The present disclosure relates, in general, to data processing systems and, more specifically, to register files with embedded shift and parallel write capability.
Processing an instruction at a processor may include stages such as fetch (to get the instruction), decode (to break down the instruction into the operation and the operands, (e.g., Operand A plus Operand B), retrieve operands from the register file, execute the instruction, and write back the result (e.g., the sum of Operand A plus Operand B).
General-purpose processors provide defined logic blocks (arithmetic logic units (ALUs), multiply-and-accumulate units (MACs or MACUs), etc.) for performing arithmetic and logical operations. Data to be processed by these logic blocks resides within a register file coupled to the logic blocks. In an exemplary operation, two operands are read from the register file and a result is written back to the register file. Therefore, the operations are generally relegated to selecting source and destination register addresses, as well as performing a logical or arithmetic function Even very simple logical operations may use both the register file and the ALU, rendering both unavailable for other tasks. In addition, while most register files only allow a single register entry to be written, tasks that use the same data for two calculations might require two copies of the same data. An additional clock cycle may be needed to copy from one location to the other, delaying the ALU or MAC hardware from performing additional instructions during that clock cycle.

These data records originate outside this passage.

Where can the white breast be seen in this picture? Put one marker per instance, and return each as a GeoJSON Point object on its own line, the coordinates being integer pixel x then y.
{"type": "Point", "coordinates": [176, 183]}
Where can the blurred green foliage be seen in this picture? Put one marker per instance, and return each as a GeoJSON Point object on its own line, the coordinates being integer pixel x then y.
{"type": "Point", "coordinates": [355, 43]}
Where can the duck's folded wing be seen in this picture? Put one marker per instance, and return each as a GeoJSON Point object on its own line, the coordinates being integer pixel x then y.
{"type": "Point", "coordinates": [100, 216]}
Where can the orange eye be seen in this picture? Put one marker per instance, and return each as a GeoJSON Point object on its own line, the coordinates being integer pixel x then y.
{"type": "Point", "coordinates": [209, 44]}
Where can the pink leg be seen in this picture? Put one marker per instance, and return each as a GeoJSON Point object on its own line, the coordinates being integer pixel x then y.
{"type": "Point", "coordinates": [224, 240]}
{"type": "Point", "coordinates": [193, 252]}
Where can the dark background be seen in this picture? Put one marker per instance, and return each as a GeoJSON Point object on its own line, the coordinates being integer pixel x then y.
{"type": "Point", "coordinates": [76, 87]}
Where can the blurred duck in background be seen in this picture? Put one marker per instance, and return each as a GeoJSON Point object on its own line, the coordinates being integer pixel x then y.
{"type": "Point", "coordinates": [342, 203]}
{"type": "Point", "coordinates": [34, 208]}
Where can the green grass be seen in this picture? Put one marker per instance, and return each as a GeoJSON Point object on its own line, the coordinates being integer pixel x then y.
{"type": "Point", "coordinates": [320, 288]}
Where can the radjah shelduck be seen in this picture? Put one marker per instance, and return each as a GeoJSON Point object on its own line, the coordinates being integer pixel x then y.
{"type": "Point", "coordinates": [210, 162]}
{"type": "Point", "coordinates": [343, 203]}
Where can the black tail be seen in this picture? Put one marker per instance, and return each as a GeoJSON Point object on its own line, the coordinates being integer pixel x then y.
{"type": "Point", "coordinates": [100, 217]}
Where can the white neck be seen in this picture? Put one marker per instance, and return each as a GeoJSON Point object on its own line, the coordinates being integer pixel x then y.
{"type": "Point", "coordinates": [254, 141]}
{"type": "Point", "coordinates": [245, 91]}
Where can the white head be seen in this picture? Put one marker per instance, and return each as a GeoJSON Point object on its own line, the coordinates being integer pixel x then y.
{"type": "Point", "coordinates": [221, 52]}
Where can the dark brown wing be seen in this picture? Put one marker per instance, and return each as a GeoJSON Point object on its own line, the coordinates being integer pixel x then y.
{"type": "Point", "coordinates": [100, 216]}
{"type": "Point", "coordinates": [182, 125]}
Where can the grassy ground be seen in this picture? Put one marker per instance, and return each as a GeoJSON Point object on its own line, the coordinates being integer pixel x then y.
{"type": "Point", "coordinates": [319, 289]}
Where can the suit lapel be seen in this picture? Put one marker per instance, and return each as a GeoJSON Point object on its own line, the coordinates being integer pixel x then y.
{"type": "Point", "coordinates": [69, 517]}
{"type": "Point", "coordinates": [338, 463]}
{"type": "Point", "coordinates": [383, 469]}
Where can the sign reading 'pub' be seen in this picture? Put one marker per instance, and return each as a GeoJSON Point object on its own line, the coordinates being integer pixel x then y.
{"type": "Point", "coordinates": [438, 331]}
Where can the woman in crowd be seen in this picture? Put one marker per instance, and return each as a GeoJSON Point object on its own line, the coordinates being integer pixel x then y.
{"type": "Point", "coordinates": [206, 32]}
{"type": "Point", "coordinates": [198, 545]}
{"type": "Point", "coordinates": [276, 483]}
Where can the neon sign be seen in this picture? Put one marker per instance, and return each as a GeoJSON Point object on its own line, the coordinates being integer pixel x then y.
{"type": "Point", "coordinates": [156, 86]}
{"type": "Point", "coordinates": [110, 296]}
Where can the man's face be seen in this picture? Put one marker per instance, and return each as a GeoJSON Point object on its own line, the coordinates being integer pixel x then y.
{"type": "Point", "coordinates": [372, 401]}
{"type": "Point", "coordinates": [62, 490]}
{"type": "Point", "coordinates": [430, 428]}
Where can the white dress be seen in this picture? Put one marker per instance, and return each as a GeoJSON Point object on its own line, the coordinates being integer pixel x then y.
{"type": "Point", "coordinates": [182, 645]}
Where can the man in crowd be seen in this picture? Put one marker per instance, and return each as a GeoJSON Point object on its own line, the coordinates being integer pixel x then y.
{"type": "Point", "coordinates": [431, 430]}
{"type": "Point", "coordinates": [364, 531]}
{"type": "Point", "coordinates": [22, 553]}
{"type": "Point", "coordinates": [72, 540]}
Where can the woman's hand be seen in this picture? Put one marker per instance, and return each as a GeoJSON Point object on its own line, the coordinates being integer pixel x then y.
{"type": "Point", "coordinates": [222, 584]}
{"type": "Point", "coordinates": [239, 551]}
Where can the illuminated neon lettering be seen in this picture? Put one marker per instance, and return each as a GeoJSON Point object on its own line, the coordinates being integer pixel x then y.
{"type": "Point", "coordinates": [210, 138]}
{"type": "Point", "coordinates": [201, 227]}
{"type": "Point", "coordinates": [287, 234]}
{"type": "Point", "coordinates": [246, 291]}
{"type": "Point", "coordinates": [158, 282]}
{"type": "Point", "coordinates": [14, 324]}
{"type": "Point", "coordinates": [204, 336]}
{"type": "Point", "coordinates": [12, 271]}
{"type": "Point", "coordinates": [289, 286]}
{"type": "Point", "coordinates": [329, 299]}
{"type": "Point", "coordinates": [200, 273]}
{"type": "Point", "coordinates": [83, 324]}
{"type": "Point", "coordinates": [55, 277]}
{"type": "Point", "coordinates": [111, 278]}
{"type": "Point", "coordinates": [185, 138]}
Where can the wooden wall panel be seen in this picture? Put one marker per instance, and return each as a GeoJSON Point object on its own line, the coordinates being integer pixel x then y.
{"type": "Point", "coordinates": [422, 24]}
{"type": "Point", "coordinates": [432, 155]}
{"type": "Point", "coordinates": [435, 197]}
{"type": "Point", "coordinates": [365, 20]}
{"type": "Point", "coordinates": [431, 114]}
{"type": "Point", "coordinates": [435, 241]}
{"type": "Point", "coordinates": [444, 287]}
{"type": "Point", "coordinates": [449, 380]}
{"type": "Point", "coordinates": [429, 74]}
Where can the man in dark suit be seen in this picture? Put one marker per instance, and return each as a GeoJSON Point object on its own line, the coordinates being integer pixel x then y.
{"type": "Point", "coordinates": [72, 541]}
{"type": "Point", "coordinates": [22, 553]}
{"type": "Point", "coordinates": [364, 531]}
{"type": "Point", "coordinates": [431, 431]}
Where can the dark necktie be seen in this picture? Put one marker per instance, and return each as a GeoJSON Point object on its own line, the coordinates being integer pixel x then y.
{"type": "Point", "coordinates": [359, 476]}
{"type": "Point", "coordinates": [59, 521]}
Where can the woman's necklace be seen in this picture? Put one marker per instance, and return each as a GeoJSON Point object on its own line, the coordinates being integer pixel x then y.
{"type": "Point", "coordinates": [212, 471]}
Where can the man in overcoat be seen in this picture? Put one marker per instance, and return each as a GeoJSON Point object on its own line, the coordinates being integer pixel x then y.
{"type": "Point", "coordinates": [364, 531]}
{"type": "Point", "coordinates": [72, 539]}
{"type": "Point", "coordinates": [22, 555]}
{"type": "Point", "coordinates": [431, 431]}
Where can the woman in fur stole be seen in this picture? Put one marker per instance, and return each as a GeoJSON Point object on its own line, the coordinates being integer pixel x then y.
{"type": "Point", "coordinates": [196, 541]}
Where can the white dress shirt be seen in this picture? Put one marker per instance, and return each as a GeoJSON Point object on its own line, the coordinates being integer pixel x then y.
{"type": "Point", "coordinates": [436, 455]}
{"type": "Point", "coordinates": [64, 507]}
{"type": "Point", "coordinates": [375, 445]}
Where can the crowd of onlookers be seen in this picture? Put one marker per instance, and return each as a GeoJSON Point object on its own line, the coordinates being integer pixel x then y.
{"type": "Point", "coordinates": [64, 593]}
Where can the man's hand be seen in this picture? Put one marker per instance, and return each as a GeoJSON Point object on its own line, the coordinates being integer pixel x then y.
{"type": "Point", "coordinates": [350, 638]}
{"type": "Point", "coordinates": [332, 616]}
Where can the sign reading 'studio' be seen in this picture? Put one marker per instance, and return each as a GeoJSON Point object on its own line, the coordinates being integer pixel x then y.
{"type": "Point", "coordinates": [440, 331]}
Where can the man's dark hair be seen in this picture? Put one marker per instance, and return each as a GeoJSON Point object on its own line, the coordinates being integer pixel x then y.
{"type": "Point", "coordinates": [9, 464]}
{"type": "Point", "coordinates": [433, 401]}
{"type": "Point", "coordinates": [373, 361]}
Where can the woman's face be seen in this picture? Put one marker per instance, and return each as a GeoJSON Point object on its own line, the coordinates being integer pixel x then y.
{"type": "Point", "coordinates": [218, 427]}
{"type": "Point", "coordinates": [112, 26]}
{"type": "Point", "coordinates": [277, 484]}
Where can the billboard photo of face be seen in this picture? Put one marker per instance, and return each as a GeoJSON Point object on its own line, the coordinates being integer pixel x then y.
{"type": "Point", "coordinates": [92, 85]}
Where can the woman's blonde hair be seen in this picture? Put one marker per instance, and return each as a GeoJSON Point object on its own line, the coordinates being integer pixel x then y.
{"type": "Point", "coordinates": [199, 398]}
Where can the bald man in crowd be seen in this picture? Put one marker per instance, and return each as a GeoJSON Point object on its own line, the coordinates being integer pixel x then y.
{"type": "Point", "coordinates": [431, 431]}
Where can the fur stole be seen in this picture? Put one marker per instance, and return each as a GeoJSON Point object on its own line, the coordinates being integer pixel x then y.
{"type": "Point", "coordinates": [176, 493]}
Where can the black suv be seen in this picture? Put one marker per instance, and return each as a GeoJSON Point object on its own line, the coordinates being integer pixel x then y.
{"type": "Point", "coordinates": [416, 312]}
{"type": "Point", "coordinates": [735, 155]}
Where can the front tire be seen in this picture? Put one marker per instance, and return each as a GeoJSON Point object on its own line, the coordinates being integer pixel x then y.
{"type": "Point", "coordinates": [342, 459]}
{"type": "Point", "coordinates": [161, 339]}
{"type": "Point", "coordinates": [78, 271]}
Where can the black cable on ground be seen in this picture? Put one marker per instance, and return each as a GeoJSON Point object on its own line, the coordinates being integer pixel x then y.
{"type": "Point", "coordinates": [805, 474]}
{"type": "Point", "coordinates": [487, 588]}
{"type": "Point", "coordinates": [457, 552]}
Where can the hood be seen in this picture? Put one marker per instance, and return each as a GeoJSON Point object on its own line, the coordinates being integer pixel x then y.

According to some aspects of the disclosure, an apparatus includes a register file having a logical circuit. The register file is configured to perform one or more logical operations. The logical operations are performed in conjunction with the logical circuit in response to the register file receiving a register file control instruction.
According to some aspects of the disclosure, a method includes receiving a register file control instruction. The method may also include performing one or more logical operations. The one or more logical operations are performed in conjunction with a logical circuit of a register file in response to the register file receiving the register file control instruction.
According to some aspects of the disclosure, an apparatus includes means for storing information in a processor including a logical circuit. The storing means is configured to perform one or more logical operations. The one or more logical operations are performed in conjunction with the logical circuit in response to the storing means receiving a control instruction. The apparatus also has means for processing results of the logical operation. The processing means is coupled to the storing means
According to some aspects of the disclosure, an apparatus includes a memory and one or more processors coupled to the memory. The processor(s) is configured to receive a register file control instruction. The processor(s) is further configured to perform one or more logical operations. The logical operations are performed in conjunction with a logical circuit of a register file in response to the register file receiving the register file control instruction.
According to some aspects of the disclosure, a computer program product includes a computer-readable medium having non-transitory program code recorded thereon. The program code includes program code to receive a register file control instruction. The program code also includes program code to perform one or more logical operations. The one or more logical operations are performed in conjunction with a logical circuit of a register file in response to the register file receiving the register file control instruction.
Additional features and advantages of the disclosure will be described below. It should be appreciated by those skilled in the art that this disclosure may be readily utilized as a basis for modifying or designing other structures for carrying out the same purposes of the present disclosure. It should also be realized by those skilled in the art that such equivalent constructions do not depart from the teachings of the disclosure as set forth in the appended claims. The novel features, which are believed to be characteristic of the disclosure, both as to its organization and method of operation, together with further objects and advantages, will be better understood from the following description when considered in connection with the accompanying figures. It is to be expressly understood, however, that each of the figures is provided for the purpose of illustration and description only and is not intended as a definition of the limits of the present disclosure.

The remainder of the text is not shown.